Better Lawyers Put Out Less Trash
I don’t mean better lawyers are environmentally more correct; it’s not that they recycle more. I mean that my life is easier, not harder, if the information promulgated in person and in the media to the public is accurate. Better lawyers don’t believe you can do even a simple Chapter 7 for $400. My pricing looks rational, if those around me aren’t irrational.
The Public Is Better Served By More Competent Lawyers
A compelling reason I started this site and the companion bankruptcy education products was that the lay public was endangered by the incompetent and opportunistic bankruptcy lawyers I saw around me. My law partner and I agreed that we either needed to teach our competitors to be better lawyers, or we needed to run them out of the practice, for the sake of the public they were victimizing.
Better Bankruptcy Lawyers Make Better Conversation
I’ve written before about how, in the process of teaching bankruptcy law, I see something I didn’t see before, or solidified the context in which some legal principle works. Better bankruptcy lawyers and I have someone to brainstorm with.

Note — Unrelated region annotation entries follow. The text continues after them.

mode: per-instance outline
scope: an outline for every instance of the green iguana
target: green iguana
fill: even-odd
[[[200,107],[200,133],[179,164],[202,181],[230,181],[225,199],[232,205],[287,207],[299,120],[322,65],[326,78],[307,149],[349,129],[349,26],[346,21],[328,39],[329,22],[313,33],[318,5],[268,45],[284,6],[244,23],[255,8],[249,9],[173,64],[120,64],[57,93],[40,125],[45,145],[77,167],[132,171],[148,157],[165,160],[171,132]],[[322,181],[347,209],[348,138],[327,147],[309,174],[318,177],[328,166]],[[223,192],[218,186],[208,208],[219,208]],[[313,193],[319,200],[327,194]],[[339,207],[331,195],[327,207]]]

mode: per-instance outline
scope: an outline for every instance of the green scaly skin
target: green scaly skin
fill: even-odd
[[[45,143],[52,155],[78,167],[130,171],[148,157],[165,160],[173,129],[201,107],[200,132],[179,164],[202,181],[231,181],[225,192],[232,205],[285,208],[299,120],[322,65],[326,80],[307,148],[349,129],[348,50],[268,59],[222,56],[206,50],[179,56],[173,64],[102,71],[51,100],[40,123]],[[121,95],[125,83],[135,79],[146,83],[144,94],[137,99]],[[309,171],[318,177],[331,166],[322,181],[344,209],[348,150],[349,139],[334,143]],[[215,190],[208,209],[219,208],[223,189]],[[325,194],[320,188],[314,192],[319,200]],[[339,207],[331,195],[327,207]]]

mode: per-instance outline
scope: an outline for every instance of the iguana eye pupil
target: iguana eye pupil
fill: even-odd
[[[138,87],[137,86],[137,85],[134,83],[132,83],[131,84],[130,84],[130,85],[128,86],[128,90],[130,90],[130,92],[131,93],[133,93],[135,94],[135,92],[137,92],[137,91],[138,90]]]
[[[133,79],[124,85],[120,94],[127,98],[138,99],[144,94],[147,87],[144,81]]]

When I first started bankruptcy practice, there was no one to bounce ideas off of. I knew of only one program given annually that dealt with what I did day to day, in the kind of depth that I needed. Now, I have listserves and my brainstorming buddies, Doug, Fredrick, and Wayne ( who doesn’t have a website because he’s too busy being a crackerjack bankruptcy lawyer) who will test my ideas and provide new ones.
One of my first local bankruptcy classes gave rise to a newbie bankruptcy lawyer list-serve created by Jeena Cho. Jeena acted on the serendipitous finding that each of the newbies at that table knew something about the practice that the others didn’t. By pooling their knowledge, they each became better bankruptcy lawyers faster. None of them appear to have suffered competitively from sharing.
So, my call to the bankruptcy bar is to remember this is a profession, share what you know, and encourage the competition. It will make you and the profession stronger.
Image courtesy of Susie In France.
Sharing information helps us all. We learn from each other and keep the creditors and their attorneys honest.
Absolutely. But further, my competitor’s gain is not (necessarily) my loss. This is not a zero sum game.
Jeena Cho says
Thanks Cathy for the mention. I’ve found the newbie group as well as NACBA listservs to be a wonderful way to share information and learn from each other. I would not have learned nor advanced as far as I have without the generous contribution from listserv members. The newbie list has been great because even “newbies” have information that is helpful to the other members. I consider it something of “paying it forward.”
I also agree with Cathy that helping each other become better attorneys helps all of us. We should not be competing with each other in a race to the bottom to do bankruptcy for “$400.” That really hurts all of us – the Debtor’s Bar and the clients. Everyday, I am amazed at how complicated and perplex bankruptcy law is and it’s definitely not about filling out the forms.